A pilot project in one government department has found that public servants really like their sit-stand desks – so much so, some reported anxiety about being moved to a new position or assignment that would make them give up the chance to spend some or all of the day on their feet.
The pilot project last year installed 34 sit-stand desks for staff in the labour program at Employment and Social Development Canada, just to see if it made the work day easier and boosted productivity.
The results appeared positive.
About 70 per cent said the standing desks boosted their productivity at work, and 85 per cent said they had more energy because they could stand for any length of time. The final report into the initiative also said that participants found the chance to stand at their desks improved their posture, reduced lower back pain, alleviated cramps, bloating and discomfort associated from wearing tight clothes.

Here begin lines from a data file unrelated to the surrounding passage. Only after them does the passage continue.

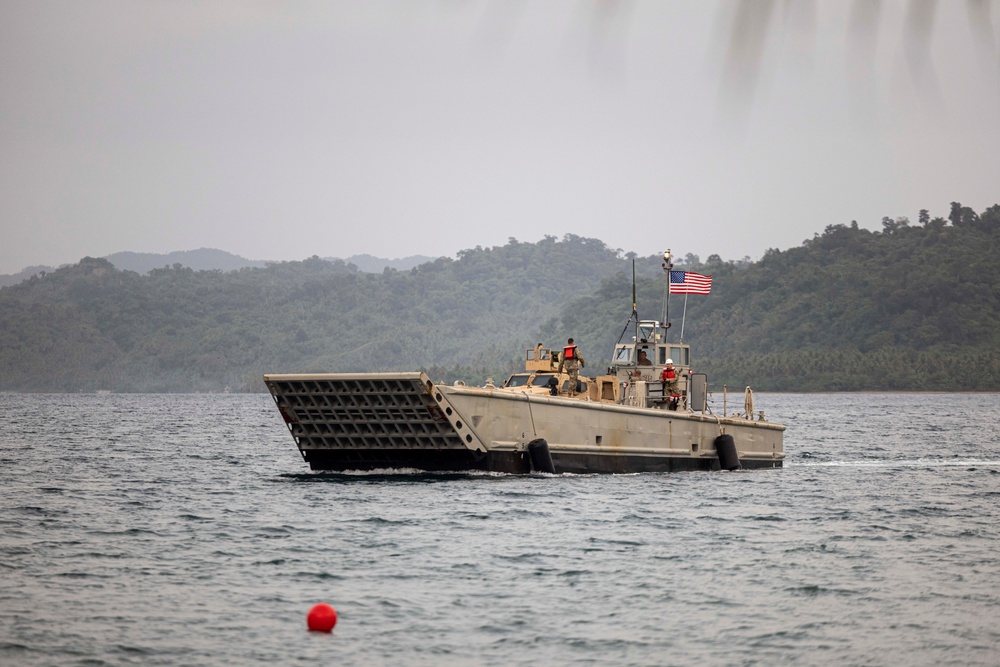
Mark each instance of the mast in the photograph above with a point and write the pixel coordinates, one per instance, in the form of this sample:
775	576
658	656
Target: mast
635	309
667	266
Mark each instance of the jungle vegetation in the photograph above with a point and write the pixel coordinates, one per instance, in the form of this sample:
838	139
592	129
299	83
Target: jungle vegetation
912	307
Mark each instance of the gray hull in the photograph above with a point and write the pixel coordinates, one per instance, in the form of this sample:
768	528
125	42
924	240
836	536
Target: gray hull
372	421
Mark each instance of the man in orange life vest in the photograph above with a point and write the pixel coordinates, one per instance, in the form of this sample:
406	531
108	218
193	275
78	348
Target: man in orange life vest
573	361
670	387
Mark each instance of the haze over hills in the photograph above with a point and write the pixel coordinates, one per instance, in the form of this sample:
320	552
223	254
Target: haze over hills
211	259
912	307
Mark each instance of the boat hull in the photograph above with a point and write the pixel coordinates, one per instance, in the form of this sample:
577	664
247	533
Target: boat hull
375	421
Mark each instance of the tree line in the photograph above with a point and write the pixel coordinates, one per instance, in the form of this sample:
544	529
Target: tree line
913	306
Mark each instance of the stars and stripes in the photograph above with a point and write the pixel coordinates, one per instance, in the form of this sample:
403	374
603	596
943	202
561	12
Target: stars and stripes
688	282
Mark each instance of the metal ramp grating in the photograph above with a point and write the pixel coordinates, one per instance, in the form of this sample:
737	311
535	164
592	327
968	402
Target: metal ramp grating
362	413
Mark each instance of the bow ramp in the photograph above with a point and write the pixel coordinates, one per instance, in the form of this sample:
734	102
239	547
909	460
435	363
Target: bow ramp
367	421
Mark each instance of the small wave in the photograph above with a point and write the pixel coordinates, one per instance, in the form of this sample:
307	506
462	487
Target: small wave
912	463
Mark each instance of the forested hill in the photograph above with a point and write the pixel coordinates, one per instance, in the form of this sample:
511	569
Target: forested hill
90	326
914	306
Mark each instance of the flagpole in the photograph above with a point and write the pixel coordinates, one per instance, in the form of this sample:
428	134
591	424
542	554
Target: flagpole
683	317
667	265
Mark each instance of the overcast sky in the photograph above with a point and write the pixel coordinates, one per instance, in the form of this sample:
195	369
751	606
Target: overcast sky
282	130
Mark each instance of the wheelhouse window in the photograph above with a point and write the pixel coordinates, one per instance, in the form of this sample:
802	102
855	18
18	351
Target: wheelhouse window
518	380
623	355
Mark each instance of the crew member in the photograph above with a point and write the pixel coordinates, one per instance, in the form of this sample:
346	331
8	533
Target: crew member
572	360
670	384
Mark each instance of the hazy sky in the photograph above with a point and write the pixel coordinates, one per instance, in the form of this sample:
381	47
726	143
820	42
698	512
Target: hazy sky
281	130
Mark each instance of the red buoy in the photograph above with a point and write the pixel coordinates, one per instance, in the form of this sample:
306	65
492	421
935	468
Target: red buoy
321	618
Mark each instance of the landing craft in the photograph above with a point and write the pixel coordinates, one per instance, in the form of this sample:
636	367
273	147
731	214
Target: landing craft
633	418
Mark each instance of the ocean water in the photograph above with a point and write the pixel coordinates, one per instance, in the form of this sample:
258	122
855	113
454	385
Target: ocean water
186	530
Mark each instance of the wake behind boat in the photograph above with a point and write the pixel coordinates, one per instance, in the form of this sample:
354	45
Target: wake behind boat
648	413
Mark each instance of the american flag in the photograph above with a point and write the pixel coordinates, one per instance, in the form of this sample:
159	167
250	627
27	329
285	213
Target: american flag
688	282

The document also said workers, usually females, had to make some “fashion sacrifices” to manage in the new setup. That meant more pants being worn at work, and exchanged high heels for flat shoes.
But there were drawbacks.
Participants reported they didn't have enough desk space for documents. They also found they didn't have enough privacy because their screens were visible above cubicle walls (“screen guards may be one way to address this issue,” the report says).
The officials overseeing the pilot project came up with two other issues: the existing layout of workstations was rigid, making it difficult to change the kinds of desks being used, and the speed with which workers changed jobs or roles would quickly lead to logistical issues.
The Canadian Press obtained a copy of the final report on the project under the Access to Information Act.
Department have the ability to assign a standing desk to anyone who asks, but newly crafted federal office standards don't explain how departments and agencies are to make that call. The standards, known as Workplace 2.0, focus on the size and requirements of cubicles and desks, said Pierre-Alain Bujold, a spokesman for Public Services and Procurement Canada, which is in charge of purchasing desks.
Bujold said the department hasn't done any government-wide research on the use of standing desks.
A variety of recent research suggests sitting too much at work could increase the risk of heart disease and obesity.
A review of 20 studies on the effects of sit-stand desks, published in March in the Cochrane Database of Systematic Reviews, found they “did not have a considerable effect on work performance,” or the health of workers.